AUTHOR=Luechtefeld Thomas , Bozada Thomas , Goel Rahul , Wang Lin , Paller Channing J. TITLE=Applications for open access normalized synthesis in metastatic prostate cancer trials JOURNAL=Frontiers in Artificial Intelligence VOLUME=5 YEAR=2022 URL=https://www.frontiersin.org/journals/artificial-intelligence/articles/10.3389/frai.2022.984836 DOI=10.3389/frai.2022.984836 ISSN=2624-8212 ABSTRACT=

Recent metastatic castration-resistant prostate cancer (mCRPC) clinical trials have integrated homologous recombination and DNA repair deficiency (HRD/DRD) biomarkers into eligibility criteria and secondary objectives. These trials led to the approval of some PARP inhibitors for mCRPC with HRD/DRD indications. Unfortunately, biomarker-trial outcome data is only discovered by reviewing publications, a process that is error-prone, time-consuming, and laborious. While prostate cancer researchers have written systematic evidence reviews (SERs) on this topic, given the time involved from the last search to publication, an SER is often outdated even before publication. The difficulty in reusing previous review data has resulted in multiple reviews of the same trials. Thus, it will be useful to create a normalized evidence base from recently published/presented biomarker-trial outcome data that one can quickly update. We present a new approach to semi-automating normalized, open-access data tables from published clinical trials of metastatic prostate cancer using a data curation and SER platform. Clinicaltrials.gov and Pubmed.gov were used to collect mCRPC clinical trial publications with HRD/DRD biomarkers. We extracted data from 13 publications covering ten trials that started before 22nd Apr 2021. We extracted 585 hazard ratios, response rates, duration metrics, and 543 adverse events. Across 334 patients, we also extracted 8,180 patient-level survival and biomarker values. Data tables were populated with survival metrics, raw patient data, eligibility criteria, adverse events, and timelines. A repeated strong association between HRD and improved PARP inhibitor response was observed. Several use cases for the extracted data are demonstrated via analyses of trial methods, comparison of treatment hazard ratios, and association of treatments with adverse events. Machine learning models are also built on combined and normalized patient data to demonstrate automated discovery of therapy/biomarker relationships.

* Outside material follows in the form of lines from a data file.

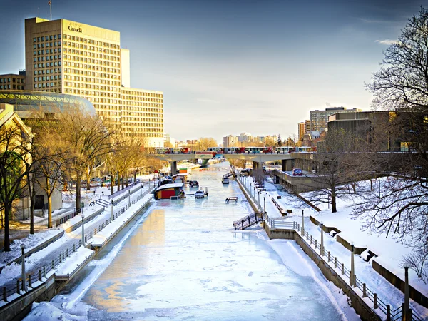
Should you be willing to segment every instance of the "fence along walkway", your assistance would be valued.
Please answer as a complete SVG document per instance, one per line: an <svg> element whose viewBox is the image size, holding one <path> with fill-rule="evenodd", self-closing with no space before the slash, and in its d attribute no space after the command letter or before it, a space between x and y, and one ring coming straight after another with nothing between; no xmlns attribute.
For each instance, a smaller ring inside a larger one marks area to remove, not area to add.
<svg viewBox="0 0 428 321"><path fill-rule="evenodd" d="M148 193L150 193L150 191L147 190L144 193L138 194L138 196L131 200L131 205L137 203ZM113 215L113 220L124 213L131 205L123 206L121 209L116 211ZM106 228L113 220L111 218L108 218L106 221L100 222L98 227L91 228L88 230L85 230L85 243L92 238L93 235ZM42 283L46 282L49 277L49 276L46 277L46 275L54 270L57 265L62 263L66 258L68 258L72 253L78 250L81 245L81 240L68 243L66 246L59 248L58 252L56 251L55 258L44 260L44 264L41 265L43 266L39 265L36 270L26 272L25 280L19 277L5 284L2 287L1 299L4 302L1 302L3 304L0 304L0 308L3 307L5 305L5 303L7 304L20 295L26 294L28 291L31 291L34 289L34 283L35 281L40 281ZM37 285L37 286L39 285L39 284ZM25 291L26 288L27 289L27 291Z"/></svg>
<svg viewBox="0 0 428 321"><path fill-rule="evenodd" d="M259 218L256 213L253 213L241 218L240 220L233 222L233 227L235 228L235 230L245 230L245 228L257 224L259 222L262 222L263 220Z"/></svg>
<svg viewBox="0 0 428 321"><path fill-rule="evenodd" d="M368 298L373 304L372 309L376 310L379 309L386 316L387 320L394 321L404 320L404 304L402 303L401 306L393 307L386 302L386 300L381 300L377 297L377 294L374 292L372 289L369 289L366 284L364 283L361 280L357 277L357 275L354 273L353 282L350 280L350 271L345 266L345 264L339 261L337 257L333 257L333 255L330 251L327 250L325 247L323 246L321 248L320 243L312 235L310 235L307 231L305 231L304 228L302 228L300 225L297 222L287 221L285 220L274 220L270 218L268 215L265 214L263 218L270 228L284 228L294 230L296 233L300 233L302 240L305 242L307 245L314 249L315 251L319 250L317 254L320 255L321 258L326 262L331 268L334 268L334 270L339 270L340 275L342 278L347 278L349 284L351 285L354 292L363 299ZM337 273L338 274L338 273ZM377 312L379 315L379 313ZM412 309L409 311L409 318L408 320L412 321L422 321L422 319L418 315L412 313Z"/></svg>

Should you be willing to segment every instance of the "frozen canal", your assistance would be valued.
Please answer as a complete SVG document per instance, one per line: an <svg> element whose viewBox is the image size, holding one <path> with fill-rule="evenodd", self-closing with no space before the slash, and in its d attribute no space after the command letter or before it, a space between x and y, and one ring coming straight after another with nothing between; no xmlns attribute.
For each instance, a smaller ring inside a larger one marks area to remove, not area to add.
<svg viewBox="0 0 428 321"><path fill-rule="evenodd" d="M250 210L234 180L221 183L225 173L193 173L208 198L187 189L184 200L158 200L80 285L46 304L66 320L357 320L294 241L233 230Z"/></svg>

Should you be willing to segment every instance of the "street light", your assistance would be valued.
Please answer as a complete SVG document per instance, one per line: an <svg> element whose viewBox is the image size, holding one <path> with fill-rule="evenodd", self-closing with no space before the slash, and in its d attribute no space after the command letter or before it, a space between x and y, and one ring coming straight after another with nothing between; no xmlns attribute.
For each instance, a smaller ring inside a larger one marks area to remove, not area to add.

Overall, we demonstrate the value of systematically extracted and normalized data. We have also made our code open-source with simple instructions on updating the analyses as new data becomes available, which anyone can use even with limited programming knowledge. Finally, while we present a novel method of SER for mCRPC trials, one can also implement such semi-automated methods in other clinical trial domains to advance precision medicine.